Blackpool have revealed they have had no official approach for manager Ian Holloway from Swansea City.
Holloway is one of the managers to have been linked with the vacancy at the Liberty Stadium following Brendan Rodgers's move to Liverpool.
But chairman Karl Oyston said he is amazed that neither Swansea, nor any other club, have wanted Holloway.
"I would think he would make a prime candidate for other clubs to consider," said Oyston.
Holloway took Blackpool into the Championship play-off final last season, where they lost 2-1 to West Ham United.
Two years earlier, he had taken the Tangerines into the Premier League through the play-offs by beating Cardiff, only to fall back down the following year.
Holloway is one of a number of suggested candidates for the Swansea job, along with former Real Mallorca manager Michael Laudrup, Brighton boss Gus Poyet, MK Dons chief Karl Robinson and Swindon boss Paolo di Canio.
Wigan Athletic assistant manager Graeme Jones emerged as the early favourite to succeed Rodgers, but talks with Swansea are understood to have broken down.
The Latics are confident that Jones will remain committed to the club.
Swansea are searching for their fourth boss in three years following Rodgers's exit.
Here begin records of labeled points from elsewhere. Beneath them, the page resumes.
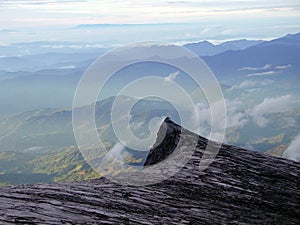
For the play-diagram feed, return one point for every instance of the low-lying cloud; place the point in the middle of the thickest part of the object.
(268, 106)
(293, 151)
(251, 84)
(172, 76)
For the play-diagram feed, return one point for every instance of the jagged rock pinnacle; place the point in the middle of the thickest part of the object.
(239, 187)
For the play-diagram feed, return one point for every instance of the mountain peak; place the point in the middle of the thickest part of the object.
(240, 187)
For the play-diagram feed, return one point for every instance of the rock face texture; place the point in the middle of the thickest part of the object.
(240, 187)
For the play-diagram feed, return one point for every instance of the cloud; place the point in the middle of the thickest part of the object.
(271, 72)
(293, 151)
(172, 76)
(283, 67)
(268, 106)
(251, 84)
(267, 66)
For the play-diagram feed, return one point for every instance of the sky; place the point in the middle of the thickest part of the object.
(172, 20)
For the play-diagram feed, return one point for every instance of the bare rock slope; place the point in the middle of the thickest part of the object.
(240, 187)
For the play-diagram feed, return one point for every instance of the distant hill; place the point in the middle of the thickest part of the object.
(278, 59)
(206, 48)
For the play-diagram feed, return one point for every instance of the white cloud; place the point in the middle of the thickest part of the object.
(171, 77)
(269, 106)
(283, 67)
(293, 151)
(271, 72)
(267, 66)
(244, 84)
(251, 84)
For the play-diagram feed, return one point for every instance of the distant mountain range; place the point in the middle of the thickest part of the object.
(206, 48)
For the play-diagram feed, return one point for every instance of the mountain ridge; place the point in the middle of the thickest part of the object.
(239, 187)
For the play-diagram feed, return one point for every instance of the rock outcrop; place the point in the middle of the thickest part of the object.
(239, 187)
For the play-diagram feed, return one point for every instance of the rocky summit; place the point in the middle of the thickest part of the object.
(239, 187)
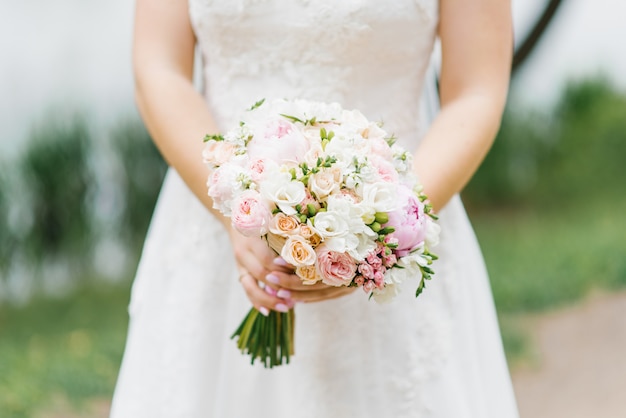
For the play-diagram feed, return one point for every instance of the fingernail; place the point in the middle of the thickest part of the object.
(281, 307)
(272, 278)
(279, 261)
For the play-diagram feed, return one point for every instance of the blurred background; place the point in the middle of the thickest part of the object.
(79, 178)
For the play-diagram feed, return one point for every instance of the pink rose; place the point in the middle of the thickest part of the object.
(336, 269)
(366, 270)
(279, 141)
(373, 260)
(221, 181)
(408, 221)
(385, 169)
(379, 279)
(359, 280)
(251, 215)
But Blackpool chairman Oyston says Swansea, who secured £7m in compensation for Rodgers and three backroom staff, have not been in official contact with his club regarding Holloway.
"I know it's manager silly season at the moment but we've not had a call from anyone enquiring about taking Ian as manager," said Oyston.
"[That] amazes me, I have to say, after what he has done here, what he has worked with and the way he has gone about things.
"I would think that would make him a prime candidate for other clubs to consider.
"However, surprisingly, and I am very pleased about it, we have not had any calls and I hope that continues."
Former France and Chelsea defender Marcel Desailly has also emerged as a bookmakers' front-runner to replace Rodgers.
The 1998 World Cup and 2000 European Championship winner has yet to test himself as a manager, but he completed the relevant Uefa pro-licence coaching qualifications on the Football Association of Wales course in Cardiff.
Desailly, like former Swans boss Paulo Sousa, is one of an elite band of players to have tasted Champions League glory in successive seasons as he won the European Cup with Marseille in 1993 and Milan in 1994.
Swansea chairman Huw Jenkins already confirmed that Jones, who has assisted manager Roberto Martinez at Swansea and now Wigan, has been contacted over the Liberty Stadium vacancy.